The United Nations' International Court of Justice on Monday ordered Japan to stop its whale hunting, dismissing the country's argument that the whaling is for scientific purposes.
"Japan shall revoke any existent authorization, permit or license granted in relation to JARPA II [research program] and refrain from granting any further permits in pursuance to the program," the International Court of Justice's Judge Peter Tomka said on Monday.
Whale hunting is forbidden worldwide after a 1986 International Whaling Commission (IWC) moratorium, but Japanese whalers still go on a hunt every year. Whale meat is available for human consumption in Japan. The Australian government challenged notion that Japan hunts whales for scientific study, which lead to Monday's ruling.
Environmentalist group Sea Shepherd, which uses direct tactics like chasing down Japanese ships in an effort to stop whalers from hunting, welcomed the court's decision.

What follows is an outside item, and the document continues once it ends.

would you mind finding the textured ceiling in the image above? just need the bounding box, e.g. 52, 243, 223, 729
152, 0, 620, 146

“With today’s ruling, the ICJ has taken a fair and just stance on the right side of history by protecting the whales of the Southern Ocean Whale Sanctuary and the vital marine ecosystem of Antarctica, a decision that impacts the international community and future generations,” saidCaptain Alex Cornelissen of Sea Shepherd Global.
For its part, Japan said it would obey the decision, but it "regrets and is deeply disappointed" by it.